Дима вдруг почувствовал сильнейшую апатию ко всему на свете. Он присел на скамейку и закрыл голову руками. Обложены со всех сторон! Путь до "шоссы" перекрыт вооружённым Толяном, связи нет,
— Чегой это он сомлел? — спросила Леночку бабка, кивнув на Диму.
— Устал немного и проголодался. У вас магазин есть круглосуточный? — спросила девушка.
— Ларёк-от есть. Завтра откроется…
— Полюшка, может, покормим их? — обернулся гуманный дед Сашка к вредной старухе. — Щи остались с ужина, хлеб есть, яйца…
— Корми их всех! Так и самим можно ноги протянуть!

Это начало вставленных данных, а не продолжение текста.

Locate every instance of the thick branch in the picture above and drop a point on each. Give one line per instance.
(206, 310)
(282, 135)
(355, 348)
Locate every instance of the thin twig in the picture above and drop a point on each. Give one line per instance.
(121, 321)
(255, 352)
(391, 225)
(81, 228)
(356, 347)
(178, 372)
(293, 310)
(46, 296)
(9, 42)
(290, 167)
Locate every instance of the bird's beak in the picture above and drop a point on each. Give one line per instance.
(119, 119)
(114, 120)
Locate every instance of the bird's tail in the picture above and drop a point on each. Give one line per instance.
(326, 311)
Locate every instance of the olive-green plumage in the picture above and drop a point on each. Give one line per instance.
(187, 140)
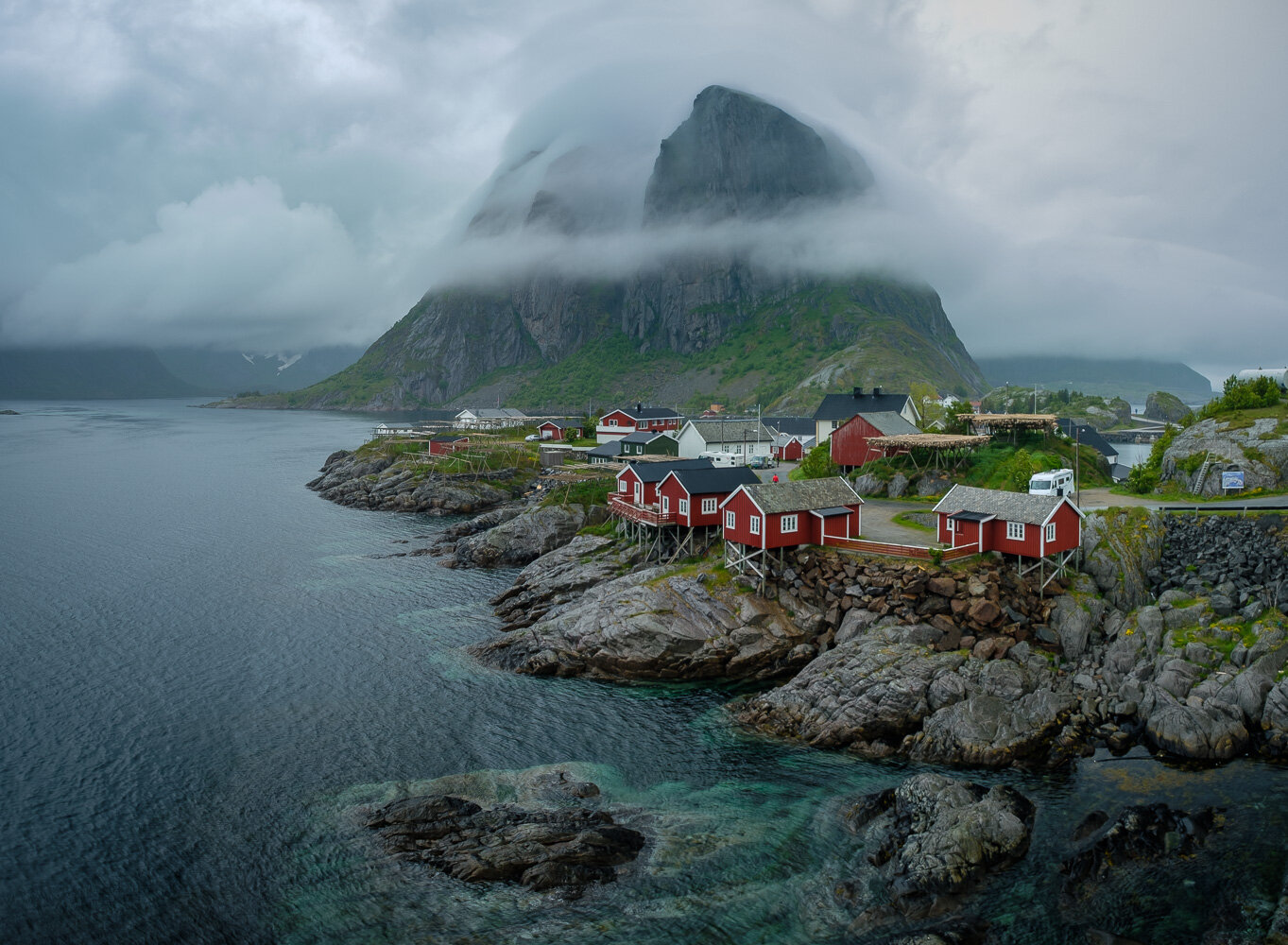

— Мы заплатим, бабушка! — пообещала Леночка, ослепительно улыбаясь.
Может, деду Сашке удастся уговорить упрямую бабку пустить их в дом. Дима чувствовал, что просто зверски проголодался. А из дверей избы тянуло умопомрачительным запахом чего-то съестного. И ещё в доме тепло, а мокрые ноги озябли…
— А чем заплатишь-то? — не совсем понятно спросила алчная старуха. — Керенками?
— Рублями заплатим, — недалёкая Лена явно не поняла, чего хочет Полюшка.
Дима пошарил в бумажнике и протянул бабке две сотни.
— А, такие рубли-те… — разочарованно протянула старуха, поднеся купюры к носу. — Я-то думала, советские или царские… Ну да и ладно, с паршивой овцы… Ну, заходите, что ли. А то я двери-те в сени не заперла, выстудила, видать, избу-то.
Бабка Поля провела измотанных промокших путников через тёмные сени, забитые всякой рухлядью, в избу. Напротив входа на путешественников уставилась, широко раскрыв пасть, русская печь. От неё веяло таким теплом, уютом и воспоминаниями детства, что у Димы по телу пробежали приятные мурашки. Наконец-то в тепле!
Было бы здорово наплевать на все презентации, совещания и переговоры, переодеться в сухое, забраться на печку, где приятно пахло то ли полынью, то ли берёзовыми вениками, и уснуть, укрывшись каким-нибудь драным тулупом.
— Сымай чоботы-те, посуши, — предложила бабка Леночке, пряча Димины деньги куда-то в передник. — Садись вон к печке и сымай.
— Что снимать? — спросила девушка.
— Кроссовки! — подсказал, ухмыльнувшись, эрудированный Дима. — Эх ты, поколение некст!
Леночка со скрипом стащила кроссовки, сняла промокшие насквозь носки, уселась на низкий табурет и с блаженством протянула бледно-синюшные ноги к печке.
— Давай чоботы, посушу, — Бабка приставила Леночкины кроссовки к печке, сверху набросила на них носки, а взамен кинула девушке мягкие вязаные тапочки огромного размера.
Дима не стал дожидаться приглашения и тоже разулся. Но вязаных тапок ему уже не досталось, пришлось довольствоваться обычными, видимо, купленными на вещевом рынке, ободранными и по-азиатски аляпистыми.
— Девка-то твоя тоща. Захворает. Надо ей ноги самогонкой растереть, — озабоченно произнёс дед. Он ушёл в соседнюю комнату, где бабка звенела посудой, погремел крышкой подпола, почертыхался и вернулся с огромной бутылью прозрачной жидкости.